Once Sophia was introduced to the world, the media was completely enthralled. The machine was featured on the cover of Elle magazine and was invited on a variety of talk shows, including “The Tonight Show.” There, she teased Jimmy Fallon about his hosting abilities, beat him in a game of rock-paper-scissors, and even joked about taking over humanity.

As impressive as Sophia is, some industry leaders, including Facebook’s VP and chief AI scientist Yann LeCun, are wary of viewing Sophia as anything more than a high-tech parlor trick. While some conversations with Sophia do seem fairly natural, there are many other instances of fractured, stilted phrasing and awkward conversing.

As with Alexa and Siri, it appears that Sophia has yet to evolve past its programming. And yet, this machine has more rights than some Saudi Arabian citizens.

Beyond Sophia

According to a survey distributed and analyzed by Oxford machine intelligence researcher Katja Grace, experts throughout the AI field believe that intelligent robots will be outperforming humans in a variety of uniquely human tasks as early as 2024. At that point, discussions surrounding personhood status will become more serious and specific.

With advanced AI on the horizon, developers have started to reflect on the various factors that need to be considered before deciding whether these machines should be granted personhood status. While it can be argued that it’s simply unethical to deny personhood status to a self-aware entity capable of complex thought, many experts have serious concerns about what that could mean for biological humans.

It’s impossible at this time to predict how AI robots will look and act in the future. Right now, AI is generally used as a smart tool for completing complex tasks or carrying out novel activities such as playing chess, and their behavior is easy enough to predict. However, once AI beings achieve true AGI, their behavior could evolve far beyond their intended scope, making them difficult, if not impossible, to predict and control.

Although some companies and organizations, including Google, believe strongly in AI’s ability to positively impact the world, there is no guarantee that AI beings would evolve with the same sense of human morals and ethics. And even if they did, their ethics would be evolving from their original programming, which means that algorithms designed with nefarious intentions could skew an AI being’s alignment from the very beginning.

The Ultimate Disruptive Technology

Rather than improving everyday life, autonomous AI could instead upend the entire social order — in a negative way. AI beings’ superior skills, combined with personhood status, would likely give them the upper hand against humans in many ways, from work to property ownership to wealth.

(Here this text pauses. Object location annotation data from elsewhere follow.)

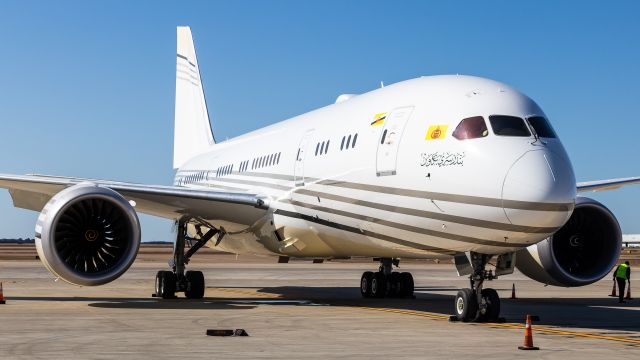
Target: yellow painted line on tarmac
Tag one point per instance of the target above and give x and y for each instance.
(545, 330)
(512, 326)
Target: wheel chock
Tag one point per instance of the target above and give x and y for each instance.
(226, 332)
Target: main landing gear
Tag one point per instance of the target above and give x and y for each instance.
(477, 304)
(177, 280)
(385, 282)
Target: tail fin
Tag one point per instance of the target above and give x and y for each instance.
(192, 131)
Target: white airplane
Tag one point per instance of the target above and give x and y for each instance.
(438, 166)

Many jobs have already been changed or made obsolete through the use of AI and other advanced technologies, though the research does indicate that AI beings currently stimulate job growth rather than stunt it. However, if AI beings end up developing human-like thought, creativity, and emotional nuance, it’s possible that they could start taking jobs that normally require distinctly human capabilities. In certain professions, such as those within the surgery field, highly precise AI automaton may even prove safer, quicker, and more efficient than human work.

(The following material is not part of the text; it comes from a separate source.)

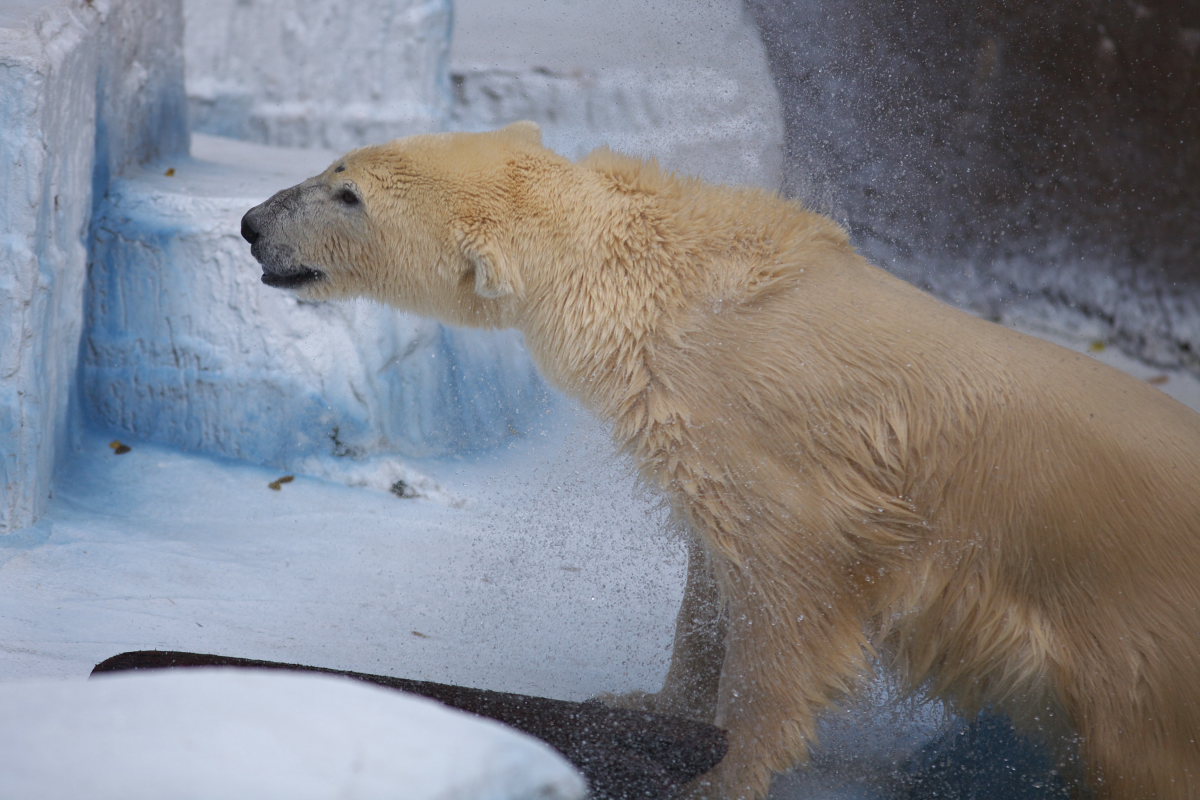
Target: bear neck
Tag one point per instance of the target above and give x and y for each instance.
(601, 299)
(618, 289)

Autonomous AI beings could also gain power by owning properties and corporations. And because these beings are technically immortal, there would be no end to the amount of wealth they could amass through any of their assets. Ultimately, this could create a massive socioeconomic chasm between humans and machines.

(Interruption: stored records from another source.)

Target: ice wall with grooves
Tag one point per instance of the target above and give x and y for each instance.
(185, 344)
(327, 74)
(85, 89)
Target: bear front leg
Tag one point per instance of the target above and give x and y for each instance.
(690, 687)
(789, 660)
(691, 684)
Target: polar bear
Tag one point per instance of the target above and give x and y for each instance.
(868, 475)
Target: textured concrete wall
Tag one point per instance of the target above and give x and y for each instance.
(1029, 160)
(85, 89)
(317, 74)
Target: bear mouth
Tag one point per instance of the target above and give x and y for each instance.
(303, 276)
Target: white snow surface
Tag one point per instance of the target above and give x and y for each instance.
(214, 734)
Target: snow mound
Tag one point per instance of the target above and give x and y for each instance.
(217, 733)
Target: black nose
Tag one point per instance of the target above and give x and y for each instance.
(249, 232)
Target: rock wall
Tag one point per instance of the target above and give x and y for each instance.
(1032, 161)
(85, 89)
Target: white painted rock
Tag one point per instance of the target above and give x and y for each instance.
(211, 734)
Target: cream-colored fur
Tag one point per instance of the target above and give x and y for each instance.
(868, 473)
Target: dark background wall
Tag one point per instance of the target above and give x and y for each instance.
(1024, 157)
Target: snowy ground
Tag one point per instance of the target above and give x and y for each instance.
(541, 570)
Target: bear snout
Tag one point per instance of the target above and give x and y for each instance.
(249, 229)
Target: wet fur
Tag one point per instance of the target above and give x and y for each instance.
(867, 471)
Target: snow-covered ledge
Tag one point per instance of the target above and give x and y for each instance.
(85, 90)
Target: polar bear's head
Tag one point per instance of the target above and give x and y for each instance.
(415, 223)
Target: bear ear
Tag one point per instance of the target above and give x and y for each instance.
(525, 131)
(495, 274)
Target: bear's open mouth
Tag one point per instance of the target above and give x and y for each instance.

From Computerized Thing to Digital Being: The Takeaway

The concept of consciousness and personhood has been debated by philosophers and scientists since ancient times. Although we’re not yet at the point where we have to worry about robot takeovers, AI beings are becoming more sophisticated and advanced every day. Eventually, they will surpass their original programming, and may even surpass human capabilities and complexities. To ensure humans are prepared for the future, whatever it may be, it’s critical that these discussions and debates continue in earnest.